Start by deciding not to tackle all of it. Instead, focus on the data that actually matters. Here are four ways to pare it down.
1. Ask
What are your internal stakeholders looking for? Are they expecting a monthly, quarterly or annual report? Don’t just assume, ask. Know for sure.
Does your CFO only care about ROI? They may be more interested in some of the details. Like how the investment in the new website CMS is playing out. What if they can’t tell you? Put together a sample report and start the conversation there.
2. Align KPIs to business goals
Start with the key business strategies and outcomes your organization is focused on. Is your company focused on growth in a particular market sector? Or are they preparing for an IPO?
Knowing what the business is working toward will help you refine the important metrics and build a data mining plan from there.
3. Track trends
Capturing a specific moment in time usually doesn’t paint a full picture. You’re giving people a snapshot when they really need to see the whole movie.
Data really only tells a story when you are able to look at it over time. Seeing spikes in website traffic right after a major trade show is great. But comparing it to benchmarks from previous years will tell you a lot more.
4. Stand your ground
Once you decide on your key metrics and have a plan in place for tracking them, stick with it.
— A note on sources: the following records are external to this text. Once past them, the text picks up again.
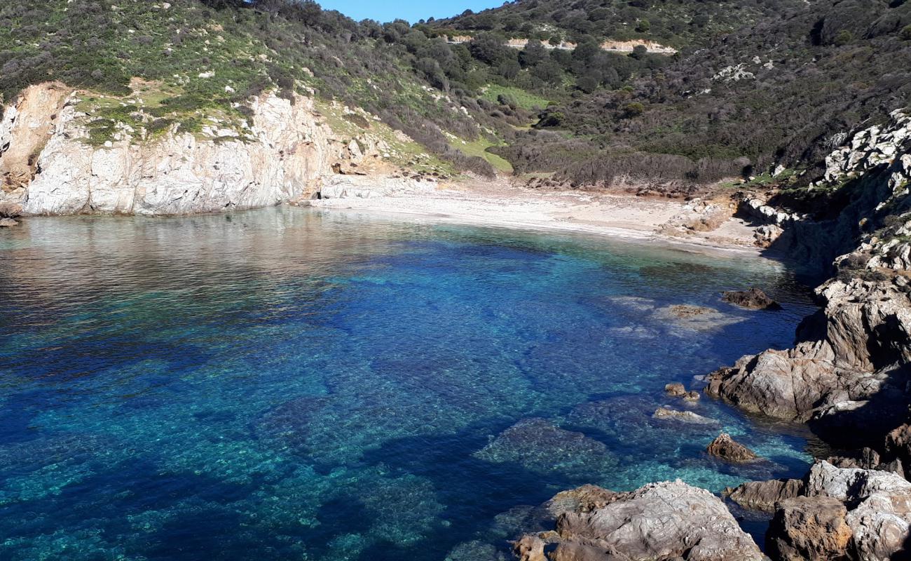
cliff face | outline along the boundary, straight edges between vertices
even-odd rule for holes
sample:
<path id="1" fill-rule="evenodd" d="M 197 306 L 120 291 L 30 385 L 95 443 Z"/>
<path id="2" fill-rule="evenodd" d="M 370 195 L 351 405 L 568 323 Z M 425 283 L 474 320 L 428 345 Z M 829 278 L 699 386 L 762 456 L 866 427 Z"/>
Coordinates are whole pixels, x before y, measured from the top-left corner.
<path id="1" fill-rule="evenodd" d="M 250 100 L 239 132 L 215 119 L 202 132 L 174 124 L 150 138 L 118 126 L 89 141 L 79 92 L 27 88 L 0 124 L 0 198 L 25 214 L 187 214 L 276 204 L 318 190 L 342 166 L 379 158 L 370 140 L 337 140 L 313 100 L 272 93 Z"/>
<path id="2" fill-rule="evenodd" d="M 713 373 L 710 394 L 810 421 L 839 444 L 869 442 L 905 421 L 911 403 L 909 180 L 911 117 L 902 112 L 826 159 L 825 182 L 844 183 L 853 203 L 802 243 L 810 245 L 831 228 L 865 234 L 855 251 L 835 259 L 837 275 L 816 289 L 824 307 L 804 323 L 796 346 L 743 357 Z M 813 230 L 804 223 L 796 235 Z"/>

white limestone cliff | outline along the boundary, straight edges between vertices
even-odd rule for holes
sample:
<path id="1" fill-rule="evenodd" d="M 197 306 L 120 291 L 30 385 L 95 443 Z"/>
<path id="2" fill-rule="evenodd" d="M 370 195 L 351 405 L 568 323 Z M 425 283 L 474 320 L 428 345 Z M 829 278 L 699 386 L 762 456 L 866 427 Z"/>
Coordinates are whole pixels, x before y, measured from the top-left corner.
<path id="1" fill-rule="evenodd" d="M 374 141 L 337 139 L 312 99 L 273 93 L 249 101 L 243 134 L 217 127 L 154 140 L 118 129 L 87 141 L 79 93 L 60 84 L 26 88 L 0 121 L 0 199 L 24 214 L 188 214 L 255 208 L 319 190 L 342 165 L 379 159 Z M 334 168 L 334 169 L 333 169 Z M 332 180 L 333 182 L 336 180 Z"/>

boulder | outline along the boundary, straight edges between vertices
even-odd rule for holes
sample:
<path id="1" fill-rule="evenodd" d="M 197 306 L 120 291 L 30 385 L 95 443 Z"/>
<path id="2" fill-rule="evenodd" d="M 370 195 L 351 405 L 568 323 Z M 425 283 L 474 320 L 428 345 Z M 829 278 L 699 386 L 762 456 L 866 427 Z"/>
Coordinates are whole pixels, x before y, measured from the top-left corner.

What happens when others in your organization ask for a different set of data? For instance, the product team wants to know how many followers they acquired on YouTube. Or the sales team is dying to find out how many leads the new white paper garnered.
This is one place where it’s really important to distinguish between strategic and tactical data. You certainly want to accommodate those eager content creators and help them get a better fix on what works and what doesn’t.
But don’t let those tactical data points confuse the issue. Or lessen your focus on your strategic KPIs – the measurements, like share growth or performance in a targeted market segment – that show your performance against business goals.
Those are the things you need to focus on. The things that will cut big data down to size. And win you a friend in upper management.